Des centaines de milliers d’euros en liquide saisis au
domicile d’un eurodéputé et chez une vice-présidente du Parlement
européen ; d’interlopes intermédiaires pourvoyeurs de « cadeaux » ;
des ONG de façade ; des décisions, des amendements, des résolutions
calqués sur les intérêts d’États tiers : les investigations conduites par
le juge belge Michel Claise, franc pourfendeur de la criminalité financière,
font à Bruxelles l’effet d’une bombe au cœur des institutions européennes.
Elles mettent au jour, à ce stade, des « faits présumés
d’organisation criminelle, de corruption et de blanchiment », en
relation avec des pays qui auraient cherché à « influencer les
décisions économiques et politiques du Parlement européen ».
Derrière le Qatargate, qui jette une lumière crue sur
la stratégie de Doha pour faire oublier, avant le Mondial de football 2022, les
violations des droits humains et l’exploitation meurtrière des travailleurs
migrants dans l’émirat gazier, les enquêteurs belges ont surtout remonté le fil
d’un Marocgate éclairant les ingérences de Rabat.
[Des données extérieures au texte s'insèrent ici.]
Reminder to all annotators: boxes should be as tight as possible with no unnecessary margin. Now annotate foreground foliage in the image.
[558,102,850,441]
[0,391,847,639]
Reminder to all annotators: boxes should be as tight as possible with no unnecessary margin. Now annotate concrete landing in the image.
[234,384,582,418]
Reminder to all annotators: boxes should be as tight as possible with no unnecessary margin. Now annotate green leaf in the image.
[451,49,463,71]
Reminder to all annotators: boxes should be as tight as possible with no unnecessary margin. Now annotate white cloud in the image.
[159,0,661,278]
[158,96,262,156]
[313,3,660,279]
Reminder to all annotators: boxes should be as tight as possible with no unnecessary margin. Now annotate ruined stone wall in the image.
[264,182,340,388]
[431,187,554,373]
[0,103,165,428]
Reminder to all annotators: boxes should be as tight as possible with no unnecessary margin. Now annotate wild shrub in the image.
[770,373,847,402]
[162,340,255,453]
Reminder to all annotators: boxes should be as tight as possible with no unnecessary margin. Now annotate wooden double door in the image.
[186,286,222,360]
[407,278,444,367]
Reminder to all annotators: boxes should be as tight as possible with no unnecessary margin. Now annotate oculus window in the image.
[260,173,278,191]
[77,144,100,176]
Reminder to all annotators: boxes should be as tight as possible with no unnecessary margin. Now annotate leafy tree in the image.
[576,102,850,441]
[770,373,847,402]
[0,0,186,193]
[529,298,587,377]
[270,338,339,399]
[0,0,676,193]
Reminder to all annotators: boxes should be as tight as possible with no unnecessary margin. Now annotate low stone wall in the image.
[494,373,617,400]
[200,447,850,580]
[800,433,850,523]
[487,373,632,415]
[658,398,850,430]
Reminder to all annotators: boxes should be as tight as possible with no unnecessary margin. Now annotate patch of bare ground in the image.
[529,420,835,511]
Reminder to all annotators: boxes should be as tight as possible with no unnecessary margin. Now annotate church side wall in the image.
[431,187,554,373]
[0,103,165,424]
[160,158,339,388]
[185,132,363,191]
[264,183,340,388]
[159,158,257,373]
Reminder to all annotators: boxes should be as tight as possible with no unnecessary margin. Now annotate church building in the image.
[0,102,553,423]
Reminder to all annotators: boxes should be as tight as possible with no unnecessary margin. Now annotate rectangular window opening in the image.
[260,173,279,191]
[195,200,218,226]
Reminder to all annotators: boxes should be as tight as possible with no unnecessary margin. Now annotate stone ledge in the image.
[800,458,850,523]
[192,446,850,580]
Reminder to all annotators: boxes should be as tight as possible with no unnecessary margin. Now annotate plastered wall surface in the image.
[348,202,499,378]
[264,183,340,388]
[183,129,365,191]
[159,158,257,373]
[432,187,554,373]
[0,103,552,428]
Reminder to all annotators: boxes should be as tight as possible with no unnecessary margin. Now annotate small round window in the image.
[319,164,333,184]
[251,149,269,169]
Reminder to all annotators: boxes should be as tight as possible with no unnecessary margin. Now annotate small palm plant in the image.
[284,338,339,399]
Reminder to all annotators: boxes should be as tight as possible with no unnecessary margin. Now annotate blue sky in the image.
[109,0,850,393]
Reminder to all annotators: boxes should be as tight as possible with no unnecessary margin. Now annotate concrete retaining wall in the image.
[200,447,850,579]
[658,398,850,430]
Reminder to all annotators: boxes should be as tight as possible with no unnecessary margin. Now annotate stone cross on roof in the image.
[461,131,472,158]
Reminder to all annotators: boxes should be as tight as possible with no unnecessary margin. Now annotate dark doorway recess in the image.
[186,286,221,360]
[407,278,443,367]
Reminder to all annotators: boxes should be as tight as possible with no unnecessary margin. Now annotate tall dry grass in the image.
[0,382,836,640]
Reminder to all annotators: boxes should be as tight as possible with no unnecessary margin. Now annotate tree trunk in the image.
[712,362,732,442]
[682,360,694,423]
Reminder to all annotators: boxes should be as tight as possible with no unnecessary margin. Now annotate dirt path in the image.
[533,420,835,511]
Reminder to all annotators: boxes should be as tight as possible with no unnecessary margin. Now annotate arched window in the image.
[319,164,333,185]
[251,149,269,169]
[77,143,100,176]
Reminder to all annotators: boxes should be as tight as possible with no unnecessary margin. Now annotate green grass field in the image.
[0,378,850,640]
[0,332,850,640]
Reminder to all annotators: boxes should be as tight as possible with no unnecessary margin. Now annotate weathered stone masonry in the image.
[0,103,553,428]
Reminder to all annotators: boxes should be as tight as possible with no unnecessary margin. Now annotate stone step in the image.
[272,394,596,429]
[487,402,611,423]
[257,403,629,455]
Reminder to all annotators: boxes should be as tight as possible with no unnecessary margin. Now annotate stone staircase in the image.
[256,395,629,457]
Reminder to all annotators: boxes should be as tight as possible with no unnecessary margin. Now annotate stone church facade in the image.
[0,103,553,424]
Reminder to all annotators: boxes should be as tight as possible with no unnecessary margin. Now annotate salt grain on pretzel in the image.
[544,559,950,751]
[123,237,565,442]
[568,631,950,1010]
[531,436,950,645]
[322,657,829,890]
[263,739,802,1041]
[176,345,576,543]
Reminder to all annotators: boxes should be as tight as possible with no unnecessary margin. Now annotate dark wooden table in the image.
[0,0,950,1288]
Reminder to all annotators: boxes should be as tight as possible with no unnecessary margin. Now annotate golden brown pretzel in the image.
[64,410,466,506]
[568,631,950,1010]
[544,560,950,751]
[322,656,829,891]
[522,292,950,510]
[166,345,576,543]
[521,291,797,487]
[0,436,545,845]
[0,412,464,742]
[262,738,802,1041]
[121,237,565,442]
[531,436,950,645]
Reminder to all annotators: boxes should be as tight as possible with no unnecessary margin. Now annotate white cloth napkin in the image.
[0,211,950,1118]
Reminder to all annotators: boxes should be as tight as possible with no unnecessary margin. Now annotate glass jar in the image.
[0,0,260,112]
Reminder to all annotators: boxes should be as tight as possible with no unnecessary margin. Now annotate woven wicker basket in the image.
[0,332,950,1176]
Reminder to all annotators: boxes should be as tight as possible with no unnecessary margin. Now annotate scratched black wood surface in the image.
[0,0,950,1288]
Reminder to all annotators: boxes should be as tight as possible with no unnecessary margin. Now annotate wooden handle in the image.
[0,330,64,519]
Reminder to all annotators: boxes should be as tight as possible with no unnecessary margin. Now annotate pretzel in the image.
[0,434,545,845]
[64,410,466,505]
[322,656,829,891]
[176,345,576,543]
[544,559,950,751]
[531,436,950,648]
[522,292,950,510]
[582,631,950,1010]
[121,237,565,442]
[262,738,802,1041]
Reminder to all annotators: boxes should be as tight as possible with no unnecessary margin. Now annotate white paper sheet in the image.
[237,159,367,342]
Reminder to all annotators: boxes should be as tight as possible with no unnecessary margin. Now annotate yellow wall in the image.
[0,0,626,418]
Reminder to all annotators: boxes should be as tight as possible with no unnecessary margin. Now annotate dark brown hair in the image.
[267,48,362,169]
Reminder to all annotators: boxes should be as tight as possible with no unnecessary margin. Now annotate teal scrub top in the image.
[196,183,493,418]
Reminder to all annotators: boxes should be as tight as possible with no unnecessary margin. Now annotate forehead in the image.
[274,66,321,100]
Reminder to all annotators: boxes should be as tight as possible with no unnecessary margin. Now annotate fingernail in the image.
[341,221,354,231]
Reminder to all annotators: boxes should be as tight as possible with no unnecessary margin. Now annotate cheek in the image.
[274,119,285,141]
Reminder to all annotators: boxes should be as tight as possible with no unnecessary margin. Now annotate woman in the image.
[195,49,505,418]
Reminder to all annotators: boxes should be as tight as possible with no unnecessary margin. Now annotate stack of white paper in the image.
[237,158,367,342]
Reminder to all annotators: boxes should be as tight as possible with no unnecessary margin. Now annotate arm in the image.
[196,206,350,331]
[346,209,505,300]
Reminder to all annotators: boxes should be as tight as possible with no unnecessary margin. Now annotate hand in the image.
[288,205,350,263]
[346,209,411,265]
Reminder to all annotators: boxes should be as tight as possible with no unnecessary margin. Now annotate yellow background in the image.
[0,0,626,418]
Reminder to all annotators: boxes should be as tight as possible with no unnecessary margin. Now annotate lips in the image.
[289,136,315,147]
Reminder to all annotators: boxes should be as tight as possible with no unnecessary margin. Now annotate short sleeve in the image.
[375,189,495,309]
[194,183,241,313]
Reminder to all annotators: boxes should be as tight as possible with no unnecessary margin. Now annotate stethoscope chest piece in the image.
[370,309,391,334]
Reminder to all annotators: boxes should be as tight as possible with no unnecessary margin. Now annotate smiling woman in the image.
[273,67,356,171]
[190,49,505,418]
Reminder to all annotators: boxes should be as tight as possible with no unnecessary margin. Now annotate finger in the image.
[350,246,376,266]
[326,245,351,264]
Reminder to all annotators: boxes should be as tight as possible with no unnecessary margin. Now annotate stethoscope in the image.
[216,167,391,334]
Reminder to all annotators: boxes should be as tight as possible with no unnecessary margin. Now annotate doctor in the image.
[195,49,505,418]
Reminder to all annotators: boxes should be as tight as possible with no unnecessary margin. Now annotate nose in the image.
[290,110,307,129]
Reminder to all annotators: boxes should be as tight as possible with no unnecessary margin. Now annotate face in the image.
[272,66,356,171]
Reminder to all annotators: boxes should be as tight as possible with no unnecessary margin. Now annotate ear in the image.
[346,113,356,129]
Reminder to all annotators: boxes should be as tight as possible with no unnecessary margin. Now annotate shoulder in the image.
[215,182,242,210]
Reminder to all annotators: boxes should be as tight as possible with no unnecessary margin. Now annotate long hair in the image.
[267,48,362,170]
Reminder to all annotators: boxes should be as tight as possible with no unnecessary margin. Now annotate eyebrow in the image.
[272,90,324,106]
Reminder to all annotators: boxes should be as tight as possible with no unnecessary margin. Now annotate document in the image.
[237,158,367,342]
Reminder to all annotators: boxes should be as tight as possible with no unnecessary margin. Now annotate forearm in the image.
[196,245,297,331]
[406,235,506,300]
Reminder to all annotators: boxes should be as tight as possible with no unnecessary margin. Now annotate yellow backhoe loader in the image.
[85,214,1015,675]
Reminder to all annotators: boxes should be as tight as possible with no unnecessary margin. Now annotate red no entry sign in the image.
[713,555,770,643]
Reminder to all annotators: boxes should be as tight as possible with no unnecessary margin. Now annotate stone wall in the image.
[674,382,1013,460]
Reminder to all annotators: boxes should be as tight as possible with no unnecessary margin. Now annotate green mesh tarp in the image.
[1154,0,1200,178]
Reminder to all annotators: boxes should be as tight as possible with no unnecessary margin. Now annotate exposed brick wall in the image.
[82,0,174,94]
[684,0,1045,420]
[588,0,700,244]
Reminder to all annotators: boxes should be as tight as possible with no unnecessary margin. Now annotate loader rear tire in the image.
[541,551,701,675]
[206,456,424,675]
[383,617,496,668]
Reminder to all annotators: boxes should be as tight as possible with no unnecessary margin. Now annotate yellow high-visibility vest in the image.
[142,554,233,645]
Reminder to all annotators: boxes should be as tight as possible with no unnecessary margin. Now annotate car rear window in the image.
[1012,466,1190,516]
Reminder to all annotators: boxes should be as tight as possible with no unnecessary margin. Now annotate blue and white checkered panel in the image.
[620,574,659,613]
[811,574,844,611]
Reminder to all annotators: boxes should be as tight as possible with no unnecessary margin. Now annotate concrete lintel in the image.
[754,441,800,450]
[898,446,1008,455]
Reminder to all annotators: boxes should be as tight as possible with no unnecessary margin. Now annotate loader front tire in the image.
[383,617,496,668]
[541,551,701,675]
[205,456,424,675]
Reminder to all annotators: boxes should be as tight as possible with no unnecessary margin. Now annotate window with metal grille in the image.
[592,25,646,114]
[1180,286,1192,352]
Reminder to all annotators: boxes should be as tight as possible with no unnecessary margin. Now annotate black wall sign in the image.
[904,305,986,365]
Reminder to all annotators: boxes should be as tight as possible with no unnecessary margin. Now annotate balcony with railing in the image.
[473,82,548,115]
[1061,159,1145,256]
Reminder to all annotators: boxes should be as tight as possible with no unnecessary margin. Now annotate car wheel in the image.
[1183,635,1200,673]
Objectifs du royaume
chérifien : peser sur les positions européennes relatives au conflit de
décolonisation qui perdure au Sahara occidental, gagner des alliés pour
défendre les intérêts de l’État marocain dans la laborieuse élaboration d’un
accord agricole et d’un accord de pêche plusieurs fois invalidés par la justice
européenne.
Ce scandale de corruption présumée a installé, à Bruxelles,
une atmosphère de glace. Il révèle les failles profondes d’une
« démocratie » européenne qui tient les citoyens à distance mais
élève les lobbies de toutes sortes au rang de « composante
légitime et indispensable du processus décisionnel ». Les promesses
de « régulation » et autres « registres
de transparence » relèvent, dans ce champ, de la fable. Que ces
groupes de pression défendent les intérêts de multinationales ou ceux de
dictatures, ils ruinent la démocratie, minent l’État de droit et tournent,
toujours, le dos à l’intérêt général.